Bacterial Systematics

B. J. Tindall bti at DSMZ.DE
Thu Mar 23 08:36:23 CST 2000

Hi Scott,
Since we have discussed this problem before in an e-mail exchange I would
like to point out that I was not trying to play down your efforts. One of
the major problems is that in prokyrotes we have largely turned our
attention to genera and species. Anything above that is either non-existent
or out of date (with certain exceptions) - but you know that anyway. At
present I do not see the point in re-arranging your system since Bergey's
Manual will fill in the gaps in the next edition, which you will probably
follow: perhaps you should contact Bergey's Trust. Having said that I still
do not think that this is the final state of affairs. In many cases the
groups are based solely on 16S rDNA data ("phylogenetic" in microbiological
terms - no zoologists should not complain to me about misuse of the term!)
and the problem of "unstable" trees is a problem most of us are familiar with.
I have also pointed this out before; it would help if you listed not only
the "latest" name of species but the synonyms - Dr.Euzeby's website:
does this quite well - but then we exchange ideas. You should also check
whether or not names have been validly published. I know this is a lot of
work, but this is an area where there should be much closer co-operation
between those who administer databases and taxonomists. There are OECD
initiative running at present in this direction.
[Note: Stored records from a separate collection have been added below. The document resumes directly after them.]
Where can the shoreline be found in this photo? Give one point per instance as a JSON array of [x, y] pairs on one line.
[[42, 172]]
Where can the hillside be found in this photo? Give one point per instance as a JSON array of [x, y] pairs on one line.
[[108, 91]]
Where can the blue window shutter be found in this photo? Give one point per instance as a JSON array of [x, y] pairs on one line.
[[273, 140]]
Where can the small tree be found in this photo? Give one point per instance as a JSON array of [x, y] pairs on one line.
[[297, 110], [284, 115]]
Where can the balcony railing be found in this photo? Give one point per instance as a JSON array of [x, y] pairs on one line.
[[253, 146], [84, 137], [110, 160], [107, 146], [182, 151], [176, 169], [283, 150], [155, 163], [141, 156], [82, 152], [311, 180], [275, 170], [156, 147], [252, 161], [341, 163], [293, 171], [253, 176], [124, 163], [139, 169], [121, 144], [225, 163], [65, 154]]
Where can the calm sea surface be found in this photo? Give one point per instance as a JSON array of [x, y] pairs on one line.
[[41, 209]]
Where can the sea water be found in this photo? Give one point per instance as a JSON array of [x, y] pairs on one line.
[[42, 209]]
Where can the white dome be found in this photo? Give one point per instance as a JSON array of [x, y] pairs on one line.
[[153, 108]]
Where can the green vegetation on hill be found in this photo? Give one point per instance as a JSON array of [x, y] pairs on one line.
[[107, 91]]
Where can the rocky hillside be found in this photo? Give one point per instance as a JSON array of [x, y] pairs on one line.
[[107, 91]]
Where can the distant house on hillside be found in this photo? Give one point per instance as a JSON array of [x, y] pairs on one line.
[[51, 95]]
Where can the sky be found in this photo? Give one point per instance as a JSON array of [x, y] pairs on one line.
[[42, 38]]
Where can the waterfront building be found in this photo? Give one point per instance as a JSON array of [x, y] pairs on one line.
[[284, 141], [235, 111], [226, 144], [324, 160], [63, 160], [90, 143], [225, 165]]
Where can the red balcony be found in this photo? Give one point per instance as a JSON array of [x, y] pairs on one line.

I would also refer you to
BJ Tindall
Misunderstanding the Bacteriological Code
Int J Syst Bacteriol 1999 49: 1313-1316
(sorry I did write this, but it does help to explain the problem - check
One of the major problems we have is that modern prokaryotic taxonomy uses
methods developed within the last 50 years. On top of this is the fact that
we have entered into an era of an ever growing list of new species, many of
which are in new genera. We are also appreciating the diversity of taxa
such the genera Clostridium and Bacillus, which means there will continue
to be taxonomic re-arrangements over the next decades. I have my problems
following everything and my job is prokaryotic taxonomy, so I pity those
who are doing this as a fringe activity. Enough said - if NCBI would like
to sit down and discuss the problem (this directly effects EMBL and DDBJ)
we should meet directly - we might not be able to solve all the problems
but we might be able to iron out a few of the difficulties.